The IBD’s follow-up to that story provides selected information suggesting that the UK health system is worse than that in the US, referring to OECD data. But the story doesn’t say that, although the US spends more than the UK on healthcare, life expectancy in the US is 78.1 years, almost one year below the OECD average of 79.0 years, whereas in the UK life expectancy was just above the OECD average. In the US, infant mortality was at 6.7 deaths per 1 000 live births in 2006 (higher than the OECD average) whereas the UK was at 4.8 deaths per 1 000 live births in 2007.

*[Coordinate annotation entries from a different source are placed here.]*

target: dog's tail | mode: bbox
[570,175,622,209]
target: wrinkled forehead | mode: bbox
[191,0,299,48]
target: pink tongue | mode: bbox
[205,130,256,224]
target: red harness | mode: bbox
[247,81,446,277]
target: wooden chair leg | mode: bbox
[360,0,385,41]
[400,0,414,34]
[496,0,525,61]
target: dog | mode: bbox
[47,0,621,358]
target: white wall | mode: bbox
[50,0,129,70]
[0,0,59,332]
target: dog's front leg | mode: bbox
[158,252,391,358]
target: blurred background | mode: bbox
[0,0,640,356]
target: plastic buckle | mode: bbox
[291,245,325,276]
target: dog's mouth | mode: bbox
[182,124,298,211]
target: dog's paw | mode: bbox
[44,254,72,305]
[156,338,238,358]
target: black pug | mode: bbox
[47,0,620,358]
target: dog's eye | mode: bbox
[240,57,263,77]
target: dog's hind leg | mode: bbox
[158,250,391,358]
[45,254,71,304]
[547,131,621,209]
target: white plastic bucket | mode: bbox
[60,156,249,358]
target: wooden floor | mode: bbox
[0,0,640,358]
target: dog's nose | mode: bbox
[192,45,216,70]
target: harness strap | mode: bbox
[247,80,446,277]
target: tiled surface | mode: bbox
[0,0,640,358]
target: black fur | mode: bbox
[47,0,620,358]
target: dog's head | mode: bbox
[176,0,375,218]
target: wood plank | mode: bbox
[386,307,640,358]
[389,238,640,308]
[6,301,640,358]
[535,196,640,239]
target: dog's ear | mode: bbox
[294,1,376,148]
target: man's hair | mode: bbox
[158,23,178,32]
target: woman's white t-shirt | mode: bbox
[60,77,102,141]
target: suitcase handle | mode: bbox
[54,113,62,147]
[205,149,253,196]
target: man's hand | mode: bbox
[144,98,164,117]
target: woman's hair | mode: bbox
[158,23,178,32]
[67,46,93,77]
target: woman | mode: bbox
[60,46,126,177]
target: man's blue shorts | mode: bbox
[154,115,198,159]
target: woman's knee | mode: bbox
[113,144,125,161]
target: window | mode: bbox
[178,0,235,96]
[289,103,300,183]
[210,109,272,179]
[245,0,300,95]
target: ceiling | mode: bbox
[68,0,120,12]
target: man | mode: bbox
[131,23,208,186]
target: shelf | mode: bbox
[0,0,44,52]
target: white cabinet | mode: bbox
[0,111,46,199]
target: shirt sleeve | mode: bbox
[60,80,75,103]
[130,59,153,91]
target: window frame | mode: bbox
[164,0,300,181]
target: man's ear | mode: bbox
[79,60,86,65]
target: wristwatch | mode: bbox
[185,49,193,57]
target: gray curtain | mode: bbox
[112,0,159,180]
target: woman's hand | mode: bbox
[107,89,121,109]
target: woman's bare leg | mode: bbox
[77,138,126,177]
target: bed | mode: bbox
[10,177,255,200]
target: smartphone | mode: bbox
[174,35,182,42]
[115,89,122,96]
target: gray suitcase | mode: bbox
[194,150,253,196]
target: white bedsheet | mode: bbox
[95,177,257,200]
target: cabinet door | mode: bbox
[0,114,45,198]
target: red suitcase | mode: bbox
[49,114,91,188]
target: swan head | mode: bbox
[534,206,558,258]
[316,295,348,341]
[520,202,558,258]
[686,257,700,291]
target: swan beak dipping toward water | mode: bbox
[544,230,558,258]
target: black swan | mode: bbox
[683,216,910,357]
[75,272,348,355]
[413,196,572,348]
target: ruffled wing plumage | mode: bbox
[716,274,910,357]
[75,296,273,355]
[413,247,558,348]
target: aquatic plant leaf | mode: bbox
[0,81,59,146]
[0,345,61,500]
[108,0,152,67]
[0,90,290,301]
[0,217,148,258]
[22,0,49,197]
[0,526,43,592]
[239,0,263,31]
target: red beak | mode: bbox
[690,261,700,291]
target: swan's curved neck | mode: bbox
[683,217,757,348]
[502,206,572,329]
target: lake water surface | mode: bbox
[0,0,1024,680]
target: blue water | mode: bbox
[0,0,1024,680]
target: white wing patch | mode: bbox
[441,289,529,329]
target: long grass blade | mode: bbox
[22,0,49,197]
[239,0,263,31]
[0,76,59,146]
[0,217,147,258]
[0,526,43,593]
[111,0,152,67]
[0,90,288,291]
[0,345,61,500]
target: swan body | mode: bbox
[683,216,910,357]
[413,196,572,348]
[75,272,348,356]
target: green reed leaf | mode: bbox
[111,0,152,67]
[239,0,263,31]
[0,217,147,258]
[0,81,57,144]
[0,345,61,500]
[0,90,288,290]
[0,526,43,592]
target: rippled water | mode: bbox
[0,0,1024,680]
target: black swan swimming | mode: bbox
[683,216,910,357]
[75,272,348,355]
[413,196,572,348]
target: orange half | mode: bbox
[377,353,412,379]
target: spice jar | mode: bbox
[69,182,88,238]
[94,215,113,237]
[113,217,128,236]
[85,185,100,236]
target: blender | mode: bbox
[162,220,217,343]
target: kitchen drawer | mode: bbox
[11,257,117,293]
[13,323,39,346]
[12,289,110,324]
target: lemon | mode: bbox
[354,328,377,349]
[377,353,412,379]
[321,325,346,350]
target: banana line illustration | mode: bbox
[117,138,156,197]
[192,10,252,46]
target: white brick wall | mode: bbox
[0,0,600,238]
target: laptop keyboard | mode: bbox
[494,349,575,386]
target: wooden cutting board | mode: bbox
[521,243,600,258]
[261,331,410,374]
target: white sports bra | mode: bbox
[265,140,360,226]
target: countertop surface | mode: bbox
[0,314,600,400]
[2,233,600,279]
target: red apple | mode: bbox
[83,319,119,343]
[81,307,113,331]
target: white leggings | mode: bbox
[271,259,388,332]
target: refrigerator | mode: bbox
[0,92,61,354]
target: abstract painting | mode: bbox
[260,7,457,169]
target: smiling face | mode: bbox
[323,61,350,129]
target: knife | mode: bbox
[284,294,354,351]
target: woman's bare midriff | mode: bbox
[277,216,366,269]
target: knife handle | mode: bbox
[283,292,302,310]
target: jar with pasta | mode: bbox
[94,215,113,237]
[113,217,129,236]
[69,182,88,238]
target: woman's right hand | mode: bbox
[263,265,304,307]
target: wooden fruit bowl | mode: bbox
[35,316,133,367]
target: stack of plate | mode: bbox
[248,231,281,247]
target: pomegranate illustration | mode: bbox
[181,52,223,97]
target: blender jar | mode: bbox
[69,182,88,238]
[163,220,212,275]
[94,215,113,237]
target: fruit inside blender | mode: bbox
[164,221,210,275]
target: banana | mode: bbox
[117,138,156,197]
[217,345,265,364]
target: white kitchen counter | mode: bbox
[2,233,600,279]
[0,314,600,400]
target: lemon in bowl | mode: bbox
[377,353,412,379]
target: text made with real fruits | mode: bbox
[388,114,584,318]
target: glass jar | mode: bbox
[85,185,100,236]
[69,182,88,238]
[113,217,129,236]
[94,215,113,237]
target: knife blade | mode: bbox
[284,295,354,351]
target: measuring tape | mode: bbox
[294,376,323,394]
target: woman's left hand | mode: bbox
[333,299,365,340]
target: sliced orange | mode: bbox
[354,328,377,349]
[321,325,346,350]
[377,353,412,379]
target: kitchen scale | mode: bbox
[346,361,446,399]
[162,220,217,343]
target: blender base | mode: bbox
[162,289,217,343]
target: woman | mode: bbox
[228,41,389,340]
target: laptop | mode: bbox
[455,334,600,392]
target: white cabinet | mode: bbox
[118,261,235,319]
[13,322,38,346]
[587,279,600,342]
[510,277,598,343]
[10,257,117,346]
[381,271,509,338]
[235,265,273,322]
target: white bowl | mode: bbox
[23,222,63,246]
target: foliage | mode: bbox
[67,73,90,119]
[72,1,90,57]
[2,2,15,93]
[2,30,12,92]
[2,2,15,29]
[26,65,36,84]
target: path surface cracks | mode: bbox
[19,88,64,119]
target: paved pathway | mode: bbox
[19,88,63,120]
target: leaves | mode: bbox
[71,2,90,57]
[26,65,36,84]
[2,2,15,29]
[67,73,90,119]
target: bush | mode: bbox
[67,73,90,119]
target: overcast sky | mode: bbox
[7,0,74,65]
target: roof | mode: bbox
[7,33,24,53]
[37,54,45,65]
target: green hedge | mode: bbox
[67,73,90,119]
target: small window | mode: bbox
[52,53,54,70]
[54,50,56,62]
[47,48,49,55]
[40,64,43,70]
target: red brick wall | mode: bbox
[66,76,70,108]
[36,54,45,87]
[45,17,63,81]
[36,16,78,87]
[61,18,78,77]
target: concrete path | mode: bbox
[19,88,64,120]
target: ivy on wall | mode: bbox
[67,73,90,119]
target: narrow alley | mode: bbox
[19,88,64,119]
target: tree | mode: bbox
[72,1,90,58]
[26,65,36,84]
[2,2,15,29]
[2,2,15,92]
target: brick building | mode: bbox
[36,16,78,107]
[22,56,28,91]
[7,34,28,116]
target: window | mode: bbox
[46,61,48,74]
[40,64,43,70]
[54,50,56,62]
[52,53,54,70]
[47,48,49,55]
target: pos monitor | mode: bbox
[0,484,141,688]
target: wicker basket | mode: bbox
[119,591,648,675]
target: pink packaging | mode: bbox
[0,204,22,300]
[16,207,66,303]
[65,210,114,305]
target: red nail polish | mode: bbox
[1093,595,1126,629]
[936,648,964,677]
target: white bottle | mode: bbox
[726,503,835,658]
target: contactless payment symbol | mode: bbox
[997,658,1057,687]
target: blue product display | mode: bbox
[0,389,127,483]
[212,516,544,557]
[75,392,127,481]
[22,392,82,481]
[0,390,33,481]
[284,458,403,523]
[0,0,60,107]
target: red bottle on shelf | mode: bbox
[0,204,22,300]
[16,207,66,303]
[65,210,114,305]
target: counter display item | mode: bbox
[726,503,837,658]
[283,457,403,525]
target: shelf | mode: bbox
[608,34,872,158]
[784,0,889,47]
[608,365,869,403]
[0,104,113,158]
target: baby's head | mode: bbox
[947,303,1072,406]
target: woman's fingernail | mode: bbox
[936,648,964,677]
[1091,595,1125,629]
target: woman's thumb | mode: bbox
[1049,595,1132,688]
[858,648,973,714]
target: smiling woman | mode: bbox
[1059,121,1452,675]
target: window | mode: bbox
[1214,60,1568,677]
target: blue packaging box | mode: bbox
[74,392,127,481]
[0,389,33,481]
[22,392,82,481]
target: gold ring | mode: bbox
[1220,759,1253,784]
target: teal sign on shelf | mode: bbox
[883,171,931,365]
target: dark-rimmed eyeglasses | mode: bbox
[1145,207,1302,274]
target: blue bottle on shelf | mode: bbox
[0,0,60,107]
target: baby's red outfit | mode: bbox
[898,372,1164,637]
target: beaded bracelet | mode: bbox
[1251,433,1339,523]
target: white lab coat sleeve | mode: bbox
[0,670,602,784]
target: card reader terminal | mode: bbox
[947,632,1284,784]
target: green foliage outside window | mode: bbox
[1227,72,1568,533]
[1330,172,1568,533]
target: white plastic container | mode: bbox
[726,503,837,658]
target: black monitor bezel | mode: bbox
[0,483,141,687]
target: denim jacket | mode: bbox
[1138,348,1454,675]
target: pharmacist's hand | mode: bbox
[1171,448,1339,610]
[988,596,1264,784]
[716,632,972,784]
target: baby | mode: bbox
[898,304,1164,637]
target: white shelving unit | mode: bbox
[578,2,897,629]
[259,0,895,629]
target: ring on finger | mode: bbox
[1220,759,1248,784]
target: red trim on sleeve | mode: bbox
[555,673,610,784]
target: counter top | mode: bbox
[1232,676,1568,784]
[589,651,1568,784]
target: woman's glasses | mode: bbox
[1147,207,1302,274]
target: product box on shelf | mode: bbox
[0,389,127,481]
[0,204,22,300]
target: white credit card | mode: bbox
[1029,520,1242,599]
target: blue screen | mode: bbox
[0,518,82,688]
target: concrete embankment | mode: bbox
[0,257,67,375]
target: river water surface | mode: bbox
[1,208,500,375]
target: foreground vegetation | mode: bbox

But it’s not just about health care, and it’s not just in the US. The UK Food Standards Agency’s statements about the conclusions of a review of organic foods (that “there is little, if any, nutritional difference between organic and conventionally produced food”) seem to be another example. And discussions of the financial crisis also involve manipulations of the facts. For example, Sheila Bair is reported as saying that “the ability to choose between federal and state regulatory regimes played no significant role in the current crisis. But the OCC’s efforts to pre-empt state control of predatory lending was surely a factor in the generation of unsustainable mortgage loans which were used to back securities which turned out to be less reliable than their ratings would have predicted, undermining confidence in asset-backed securities generally and banks’ willingness to lend to other banks.

Of all of these manipulations, those which involve government agencies seem to me to be the most troubling.